資本主義の流れは、英国から18世紀の中旬に始まりましたが、資本主義の
終わりも、英国から始まりました。
● 英米は体制としてはほぼ同時ですから、間を置かずして、USAが反グローバリゼーション
に転換するのは、歴史の当然の流れでしょう。13年遅れで仏も後を追いますが・・。
● 歴史の巨大な流れですから、個別の企業には圧力は加えないだろうとか、企業はメキシコで
莫大な利益を得ているから、国家も彼の企業には手加減するだろうとか、
ビッグ3に反対する政策はとらないだろうとかは、
歴史が見えていない、甘い考えです。
● 正にエマニュエル・トッドもいうように、英米は自らの造ったグローバリゼーションに疲弊して
自ら、先頭に立って反グローバリゼーションに転換したのです。
● 従って、TPPはトランプは絶対にしないのです。
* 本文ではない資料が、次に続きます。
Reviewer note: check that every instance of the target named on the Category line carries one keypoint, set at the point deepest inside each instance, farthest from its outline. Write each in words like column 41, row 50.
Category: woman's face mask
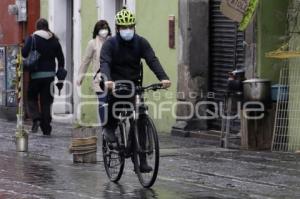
column 103, row 33
column 127, row 34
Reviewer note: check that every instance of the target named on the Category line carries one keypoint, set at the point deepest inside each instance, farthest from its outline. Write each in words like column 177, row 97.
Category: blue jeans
column 102, row 99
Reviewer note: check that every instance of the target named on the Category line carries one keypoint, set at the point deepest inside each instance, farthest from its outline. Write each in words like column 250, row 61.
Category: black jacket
column 49, row 48
column 120, row 59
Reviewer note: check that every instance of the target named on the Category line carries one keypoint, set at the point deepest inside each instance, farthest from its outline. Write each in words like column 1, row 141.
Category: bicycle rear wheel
column 147, row 148
column 113, row 156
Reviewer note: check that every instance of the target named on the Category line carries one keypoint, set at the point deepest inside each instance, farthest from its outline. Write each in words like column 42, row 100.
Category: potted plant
column 21, row 140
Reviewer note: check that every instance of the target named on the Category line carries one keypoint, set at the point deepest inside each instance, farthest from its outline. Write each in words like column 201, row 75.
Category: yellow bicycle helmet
column 125, row 18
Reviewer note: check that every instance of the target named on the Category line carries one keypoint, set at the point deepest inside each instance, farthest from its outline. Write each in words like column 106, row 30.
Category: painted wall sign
column 2, row 76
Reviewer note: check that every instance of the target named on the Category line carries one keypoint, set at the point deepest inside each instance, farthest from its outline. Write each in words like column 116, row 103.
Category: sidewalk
column 189, row 168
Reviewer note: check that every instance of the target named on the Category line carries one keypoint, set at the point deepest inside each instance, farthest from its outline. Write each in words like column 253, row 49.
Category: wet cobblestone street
column 189, row 168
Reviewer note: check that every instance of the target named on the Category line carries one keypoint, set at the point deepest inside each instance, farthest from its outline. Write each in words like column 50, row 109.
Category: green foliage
column 248, row 14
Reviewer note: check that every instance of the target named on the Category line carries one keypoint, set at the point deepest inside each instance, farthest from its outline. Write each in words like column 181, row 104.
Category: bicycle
column 129, row 143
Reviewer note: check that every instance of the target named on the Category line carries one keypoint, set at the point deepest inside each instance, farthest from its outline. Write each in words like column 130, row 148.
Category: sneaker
column 144, row 167
column 35, row 126
column 109, row 135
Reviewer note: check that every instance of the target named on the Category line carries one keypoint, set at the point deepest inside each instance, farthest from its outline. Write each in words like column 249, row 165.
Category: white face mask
column 103, row 33
column 127, row 34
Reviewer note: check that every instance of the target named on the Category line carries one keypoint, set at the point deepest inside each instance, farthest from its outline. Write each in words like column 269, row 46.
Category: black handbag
column 31, row 62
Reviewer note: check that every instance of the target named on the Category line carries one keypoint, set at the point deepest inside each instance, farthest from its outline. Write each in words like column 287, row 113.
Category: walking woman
column 92, row 55
column 42, row 78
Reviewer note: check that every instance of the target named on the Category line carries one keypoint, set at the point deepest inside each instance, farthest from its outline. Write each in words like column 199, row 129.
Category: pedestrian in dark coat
column 41, row 90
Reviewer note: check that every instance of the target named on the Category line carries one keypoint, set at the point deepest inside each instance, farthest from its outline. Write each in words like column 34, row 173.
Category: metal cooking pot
column 257, row 90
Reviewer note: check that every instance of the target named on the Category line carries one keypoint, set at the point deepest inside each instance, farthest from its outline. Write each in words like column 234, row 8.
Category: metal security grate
column 227, row 53
column 286, row 134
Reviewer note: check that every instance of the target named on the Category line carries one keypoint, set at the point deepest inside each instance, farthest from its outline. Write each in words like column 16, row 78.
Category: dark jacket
column 120, row 59
column 49, row 48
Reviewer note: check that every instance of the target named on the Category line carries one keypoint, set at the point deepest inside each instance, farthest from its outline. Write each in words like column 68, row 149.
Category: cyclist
column 120, row 60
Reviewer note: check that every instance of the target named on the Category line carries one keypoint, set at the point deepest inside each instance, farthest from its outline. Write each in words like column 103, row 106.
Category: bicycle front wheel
column 146, row 153
column 113, row 157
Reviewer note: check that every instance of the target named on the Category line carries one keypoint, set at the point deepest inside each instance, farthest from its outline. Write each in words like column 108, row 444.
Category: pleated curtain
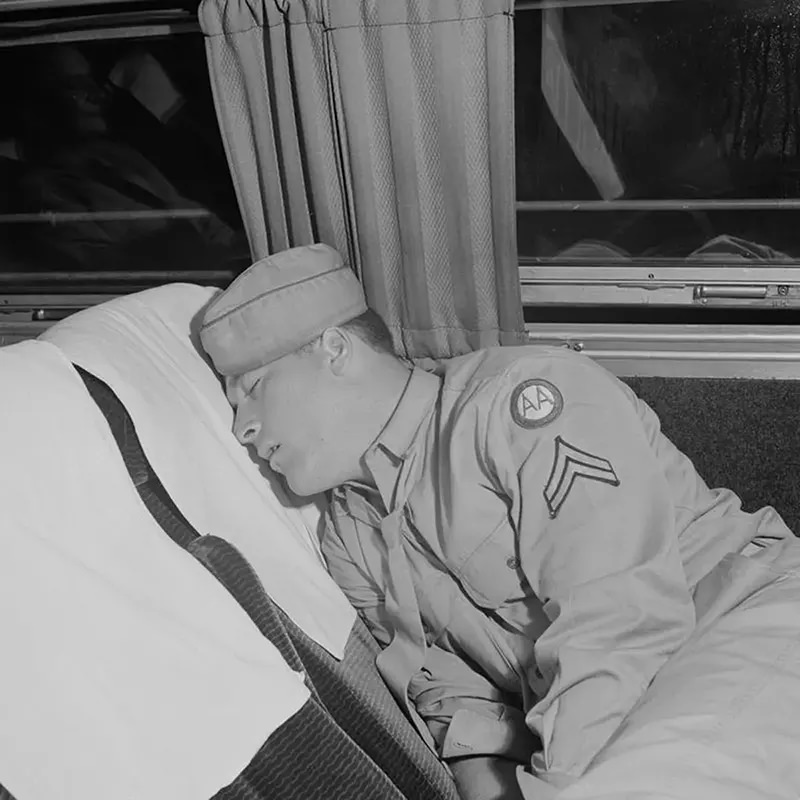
column 385, row 129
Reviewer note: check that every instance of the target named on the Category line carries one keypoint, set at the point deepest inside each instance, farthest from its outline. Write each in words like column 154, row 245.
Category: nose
column 246, row 430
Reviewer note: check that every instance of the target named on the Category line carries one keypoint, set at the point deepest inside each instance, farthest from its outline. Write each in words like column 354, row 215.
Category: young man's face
column 288, row 412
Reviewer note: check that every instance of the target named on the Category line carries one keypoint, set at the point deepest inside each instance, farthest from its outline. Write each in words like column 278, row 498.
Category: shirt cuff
column 471, row 733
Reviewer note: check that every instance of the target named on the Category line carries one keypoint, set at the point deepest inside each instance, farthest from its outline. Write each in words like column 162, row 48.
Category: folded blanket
column 143, row 347
column 128, row 670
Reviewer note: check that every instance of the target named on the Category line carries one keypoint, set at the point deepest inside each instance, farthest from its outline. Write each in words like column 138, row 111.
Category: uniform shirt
column 529, row 553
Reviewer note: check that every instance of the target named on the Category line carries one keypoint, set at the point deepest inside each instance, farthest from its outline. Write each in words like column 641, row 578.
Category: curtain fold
column 385, row 129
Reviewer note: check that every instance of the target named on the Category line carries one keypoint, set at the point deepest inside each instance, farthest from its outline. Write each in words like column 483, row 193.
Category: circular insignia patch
column 535, row 403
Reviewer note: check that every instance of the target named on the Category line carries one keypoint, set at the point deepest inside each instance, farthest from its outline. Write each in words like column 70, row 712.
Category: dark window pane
column 659, row 130
column 111, row 160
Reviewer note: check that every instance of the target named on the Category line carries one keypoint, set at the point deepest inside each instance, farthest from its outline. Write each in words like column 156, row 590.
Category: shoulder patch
column 535, row 403
column 569, row 464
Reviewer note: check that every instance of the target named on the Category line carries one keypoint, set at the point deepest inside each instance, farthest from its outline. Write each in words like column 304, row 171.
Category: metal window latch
column 732, row 292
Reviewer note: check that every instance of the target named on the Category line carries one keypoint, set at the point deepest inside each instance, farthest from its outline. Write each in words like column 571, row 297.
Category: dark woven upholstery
column 310, row 758
column 356, row 731
column 351, row 690
column 355, row 694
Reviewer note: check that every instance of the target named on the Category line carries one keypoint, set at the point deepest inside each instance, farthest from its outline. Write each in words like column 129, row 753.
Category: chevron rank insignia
column 569, row 464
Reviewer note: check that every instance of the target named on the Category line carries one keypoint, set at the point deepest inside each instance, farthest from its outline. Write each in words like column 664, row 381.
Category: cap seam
column 273, row 291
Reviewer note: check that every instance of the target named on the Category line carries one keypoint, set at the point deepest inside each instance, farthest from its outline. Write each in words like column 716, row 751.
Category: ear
column 337, row 349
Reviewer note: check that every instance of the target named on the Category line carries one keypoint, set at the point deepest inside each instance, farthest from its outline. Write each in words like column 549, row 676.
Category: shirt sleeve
column 466, row 714
column 596, row 540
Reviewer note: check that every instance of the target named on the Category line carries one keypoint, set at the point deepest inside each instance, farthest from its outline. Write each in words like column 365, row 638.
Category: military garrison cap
column 277, row 305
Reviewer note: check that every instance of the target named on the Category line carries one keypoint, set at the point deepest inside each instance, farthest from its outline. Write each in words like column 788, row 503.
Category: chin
column 307, row 487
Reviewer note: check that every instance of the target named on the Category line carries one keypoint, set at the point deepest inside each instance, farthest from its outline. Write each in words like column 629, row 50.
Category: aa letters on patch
column 535, row 403
column 570, row 463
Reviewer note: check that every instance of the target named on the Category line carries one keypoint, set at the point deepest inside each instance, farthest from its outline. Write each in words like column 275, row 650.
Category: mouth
column 269, row 457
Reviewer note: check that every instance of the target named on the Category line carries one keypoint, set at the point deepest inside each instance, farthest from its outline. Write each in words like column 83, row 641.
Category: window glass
column 658, row 131
column 111, row 160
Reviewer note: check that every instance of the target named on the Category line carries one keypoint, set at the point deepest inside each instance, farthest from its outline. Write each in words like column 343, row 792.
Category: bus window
column 111, row 159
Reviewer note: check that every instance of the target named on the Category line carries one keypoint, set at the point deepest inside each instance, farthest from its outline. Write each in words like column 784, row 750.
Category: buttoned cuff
column 471, row 733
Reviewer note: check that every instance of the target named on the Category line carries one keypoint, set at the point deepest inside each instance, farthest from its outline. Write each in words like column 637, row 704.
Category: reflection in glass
column 111, row 160
column 659, row 130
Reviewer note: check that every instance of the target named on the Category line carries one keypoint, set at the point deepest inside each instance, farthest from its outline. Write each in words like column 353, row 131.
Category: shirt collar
column 415, row 404
column 385, row 457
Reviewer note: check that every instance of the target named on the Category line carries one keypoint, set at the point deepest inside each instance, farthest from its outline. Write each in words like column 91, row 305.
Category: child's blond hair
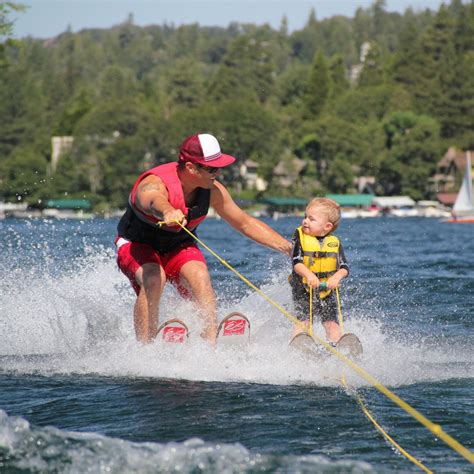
column 330, row 208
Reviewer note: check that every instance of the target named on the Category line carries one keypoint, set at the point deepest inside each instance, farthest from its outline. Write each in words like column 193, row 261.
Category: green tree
column 319, row 86
column 413, row 149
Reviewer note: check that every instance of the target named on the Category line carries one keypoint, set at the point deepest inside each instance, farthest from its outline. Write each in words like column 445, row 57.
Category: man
column 149, row 254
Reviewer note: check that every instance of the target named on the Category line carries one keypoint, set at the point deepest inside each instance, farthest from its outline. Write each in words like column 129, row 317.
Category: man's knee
column 196, row 275
column 153, row 277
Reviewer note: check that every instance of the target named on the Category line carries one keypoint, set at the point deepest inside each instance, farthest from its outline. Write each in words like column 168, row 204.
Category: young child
column 318, row 257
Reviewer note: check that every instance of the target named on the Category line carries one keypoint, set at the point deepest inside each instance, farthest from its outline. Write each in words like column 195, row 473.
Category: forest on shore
column 130, row 94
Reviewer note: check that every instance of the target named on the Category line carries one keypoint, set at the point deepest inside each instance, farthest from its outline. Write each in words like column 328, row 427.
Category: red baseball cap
column 205, row 150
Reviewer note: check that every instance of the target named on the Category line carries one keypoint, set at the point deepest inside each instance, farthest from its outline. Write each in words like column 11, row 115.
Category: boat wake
column 81, row 323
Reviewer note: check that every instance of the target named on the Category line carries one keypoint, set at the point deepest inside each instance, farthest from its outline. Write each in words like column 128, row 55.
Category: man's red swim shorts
column 133, row 255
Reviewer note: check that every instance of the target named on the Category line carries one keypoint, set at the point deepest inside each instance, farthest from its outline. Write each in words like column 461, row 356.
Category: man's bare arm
column 152, row 198
column 251, row 227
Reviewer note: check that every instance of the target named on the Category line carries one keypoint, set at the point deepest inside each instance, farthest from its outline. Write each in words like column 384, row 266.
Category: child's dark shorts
column 324, row 309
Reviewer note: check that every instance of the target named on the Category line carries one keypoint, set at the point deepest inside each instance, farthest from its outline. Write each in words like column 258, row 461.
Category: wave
column 27, row 448
column 80, row 322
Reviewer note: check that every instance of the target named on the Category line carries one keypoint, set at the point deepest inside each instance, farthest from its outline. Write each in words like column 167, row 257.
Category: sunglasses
column 209, row 169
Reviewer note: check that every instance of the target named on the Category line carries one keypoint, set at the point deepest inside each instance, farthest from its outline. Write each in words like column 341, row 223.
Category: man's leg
column 197, row 277
column 151, row 278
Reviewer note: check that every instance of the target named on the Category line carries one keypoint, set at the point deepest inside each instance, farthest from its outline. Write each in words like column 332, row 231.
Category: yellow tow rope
column 434, row 428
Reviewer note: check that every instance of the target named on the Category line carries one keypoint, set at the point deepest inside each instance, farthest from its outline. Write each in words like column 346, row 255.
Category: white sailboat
column 463, row 209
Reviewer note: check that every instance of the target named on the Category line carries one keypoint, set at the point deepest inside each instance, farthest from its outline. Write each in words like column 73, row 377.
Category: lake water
column 78, row 394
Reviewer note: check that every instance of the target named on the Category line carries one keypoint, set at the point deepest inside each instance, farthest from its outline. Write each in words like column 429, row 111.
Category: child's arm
column 303, row 271
column 343, row 272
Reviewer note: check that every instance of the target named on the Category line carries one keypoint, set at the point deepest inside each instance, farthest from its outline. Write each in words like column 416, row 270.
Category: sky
column 48, row 18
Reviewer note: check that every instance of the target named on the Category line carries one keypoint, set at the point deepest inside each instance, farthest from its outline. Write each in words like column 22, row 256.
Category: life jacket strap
column 324, row 274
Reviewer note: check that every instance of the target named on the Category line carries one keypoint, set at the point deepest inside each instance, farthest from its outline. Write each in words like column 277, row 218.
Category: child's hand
column 333, row 282
column 313, row 281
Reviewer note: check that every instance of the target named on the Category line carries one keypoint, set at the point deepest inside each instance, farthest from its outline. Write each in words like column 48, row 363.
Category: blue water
column 78, row 394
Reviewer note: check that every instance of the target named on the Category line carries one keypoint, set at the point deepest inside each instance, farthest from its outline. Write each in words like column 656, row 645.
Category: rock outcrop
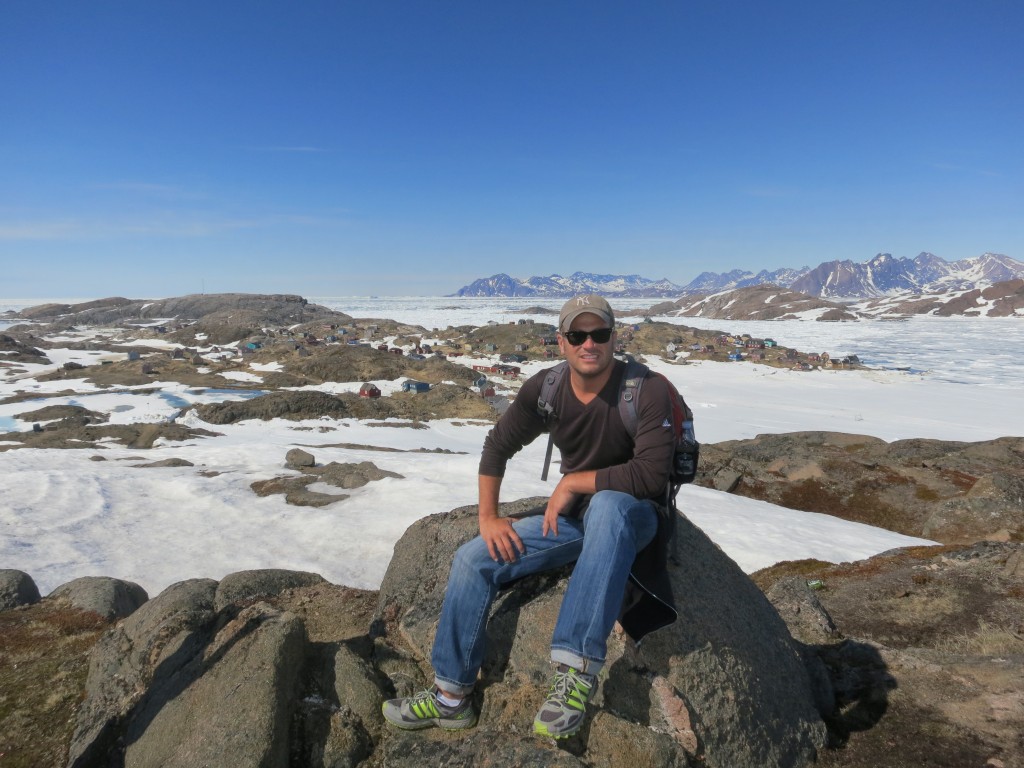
column 725, row 685
column 912, row 656
column 243, row 673
column 940, row 489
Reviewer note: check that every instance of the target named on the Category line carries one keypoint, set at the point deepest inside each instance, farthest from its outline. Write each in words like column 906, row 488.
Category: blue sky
column 331, row 148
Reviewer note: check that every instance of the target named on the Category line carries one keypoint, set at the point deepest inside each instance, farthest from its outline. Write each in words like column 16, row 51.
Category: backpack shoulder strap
column 629, row 394
column 549, row 390
column 546, row 407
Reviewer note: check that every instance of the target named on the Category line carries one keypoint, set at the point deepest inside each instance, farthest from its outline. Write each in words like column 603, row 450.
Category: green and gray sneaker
column 423, row 711
column 562, row 713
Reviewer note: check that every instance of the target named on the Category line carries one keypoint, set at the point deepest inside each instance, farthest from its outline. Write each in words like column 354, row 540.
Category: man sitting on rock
column 605, row 515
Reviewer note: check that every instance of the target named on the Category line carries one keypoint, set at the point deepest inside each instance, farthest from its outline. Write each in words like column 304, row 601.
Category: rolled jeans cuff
column 578, row 663
column 450, row 686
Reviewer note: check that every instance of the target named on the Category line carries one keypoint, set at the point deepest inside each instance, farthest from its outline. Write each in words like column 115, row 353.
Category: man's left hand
column 561, row 501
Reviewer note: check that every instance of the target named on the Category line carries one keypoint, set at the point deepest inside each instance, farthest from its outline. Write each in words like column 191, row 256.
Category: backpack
column 686, row 449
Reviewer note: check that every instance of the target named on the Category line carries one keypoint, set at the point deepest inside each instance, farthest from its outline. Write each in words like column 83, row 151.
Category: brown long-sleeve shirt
column 592, row 436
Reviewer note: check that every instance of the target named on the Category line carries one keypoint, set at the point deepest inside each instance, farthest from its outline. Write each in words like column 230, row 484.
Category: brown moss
column 43, row 666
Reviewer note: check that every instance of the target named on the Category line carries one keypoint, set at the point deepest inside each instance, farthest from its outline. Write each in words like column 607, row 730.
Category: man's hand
column 501, row 539
column 561, row 501
column 564, row 496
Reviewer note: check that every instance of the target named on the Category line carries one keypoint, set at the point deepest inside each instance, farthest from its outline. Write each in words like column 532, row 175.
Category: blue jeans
column 603, row 544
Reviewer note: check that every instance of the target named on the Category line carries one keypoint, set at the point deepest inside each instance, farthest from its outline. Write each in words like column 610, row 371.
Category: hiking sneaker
column 562, row 713
column 423, row 711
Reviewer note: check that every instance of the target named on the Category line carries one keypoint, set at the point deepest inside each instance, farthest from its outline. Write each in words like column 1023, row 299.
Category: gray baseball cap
column 587, row 303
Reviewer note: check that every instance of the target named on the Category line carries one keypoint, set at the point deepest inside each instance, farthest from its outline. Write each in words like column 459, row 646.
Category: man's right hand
column 503, row 543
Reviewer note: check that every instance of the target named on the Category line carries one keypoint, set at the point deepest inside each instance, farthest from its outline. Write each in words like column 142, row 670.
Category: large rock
column 111, row 598
column 151, row 646
column 726, row 685
column 228, row 707
column 253, row 585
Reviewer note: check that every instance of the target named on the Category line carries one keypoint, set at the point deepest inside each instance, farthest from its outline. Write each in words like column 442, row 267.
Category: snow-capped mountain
column 886, row 275
column 707, row 283
column 846, row 281
column 557, row 286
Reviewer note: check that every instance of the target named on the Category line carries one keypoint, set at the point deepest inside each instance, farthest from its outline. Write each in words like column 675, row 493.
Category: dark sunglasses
column 576, row 338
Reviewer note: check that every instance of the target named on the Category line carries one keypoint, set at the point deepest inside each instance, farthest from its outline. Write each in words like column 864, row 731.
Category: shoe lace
column 565, row 683
column 423, row 695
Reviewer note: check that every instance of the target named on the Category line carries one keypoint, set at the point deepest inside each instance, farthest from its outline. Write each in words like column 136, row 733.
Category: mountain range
column 843, row 281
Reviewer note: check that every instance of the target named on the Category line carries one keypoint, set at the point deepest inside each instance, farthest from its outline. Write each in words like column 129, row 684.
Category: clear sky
column 354, row 147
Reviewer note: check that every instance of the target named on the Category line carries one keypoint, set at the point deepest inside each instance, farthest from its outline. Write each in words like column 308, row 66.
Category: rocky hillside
column 223, row 317
column 909, row 658
column 939, row 489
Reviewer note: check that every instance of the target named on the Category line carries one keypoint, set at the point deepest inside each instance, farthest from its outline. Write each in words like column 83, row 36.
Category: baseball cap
column 586, row 303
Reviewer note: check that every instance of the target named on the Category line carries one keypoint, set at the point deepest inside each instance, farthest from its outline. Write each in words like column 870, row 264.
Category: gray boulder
column 111, row 598
column 16, row 588
column 253, row 585
column 297, row 458
column 726, row 685
column 151, row 646
column 228, row 707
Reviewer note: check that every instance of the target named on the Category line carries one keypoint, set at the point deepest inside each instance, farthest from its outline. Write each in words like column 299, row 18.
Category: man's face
column 589, row 358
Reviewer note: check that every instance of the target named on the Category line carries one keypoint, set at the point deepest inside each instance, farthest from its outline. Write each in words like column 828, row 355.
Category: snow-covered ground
column 64, row 514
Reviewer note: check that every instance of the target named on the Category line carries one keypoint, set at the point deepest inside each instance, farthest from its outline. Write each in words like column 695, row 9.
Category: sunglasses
column 576, row 338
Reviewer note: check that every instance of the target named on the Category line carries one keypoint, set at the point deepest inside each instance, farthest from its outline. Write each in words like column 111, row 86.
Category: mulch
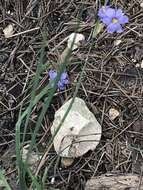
column 111, row 80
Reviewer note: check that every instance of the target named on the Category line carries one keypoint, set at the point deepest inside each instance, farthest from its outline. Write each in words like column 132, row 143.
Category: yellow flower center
column 114, row 20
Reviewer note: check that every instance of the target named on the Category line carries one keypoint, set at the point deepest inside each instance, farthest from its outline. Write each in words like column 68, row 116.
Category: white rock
column 80, row 131
column 74, row 40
これでもって日本のTPP政策は梯子を
外されたと喜んでいる人もいますが、これも歴史の流れが見えないのです。
● TPPという自由貿易のチキンゲームから、USAが降りた時点で、今後の資本主義の主役≒雄が
決まったのです。勝って雄たけびを上げる、超大国日本資本主義の姿が見えます。
日本の資本主義の主役としての地位はこの時決まったのです。
● 英米は、自由貿易≒グローバリゼーションに耐えられなくなったのであり、言い換えれば、
資本主義の主役の座を降りたのです。つまり、近々資本主義が崩壊するのです。
引退した老人の行く末は、はっきりしています。
● つまり、いつ死亡してあの世に行くのかです。270年の体制を終えた資本主義のシステム
=勿論英米の寿命ですが、やがてシステムは崩壊するのです。その準備をしているのが
トランプ氏と思えばわかりやすいでしょう。資本主義に引導を渡すのです。
ゴルバチョフ大統領がソ連共産主義に引導を渡したように。
● これの上記の個別企業に対する政策が、グローバリストの恐怖と化した時が、世界的株価の
大暴落時と言えましょう。それは何時か? 今日か?年末か? それとも
彼の大統領就任時期か?
● 前にも書きましたが、USAは新高値を作ることはあると、書きましたがその通りに
USAの株価はどんどん上がっています。
● 日欧は新高値を作ることはない、とも書きましたが、現在進行形です。新高値とは
2015年の2万円を少し超えた値です。つまり、日経は2万円前後まで上がることは
あり得るが、その後に大暴落ということです、
● そのきっかけは、トランプ氏か?、はたまた中国か? それともドイツからか?
個別の予測はむつかしいですが。やがてババ抜きゲームの最終章が来ることは
予想できます。
興味深い記事を ありがとうございます。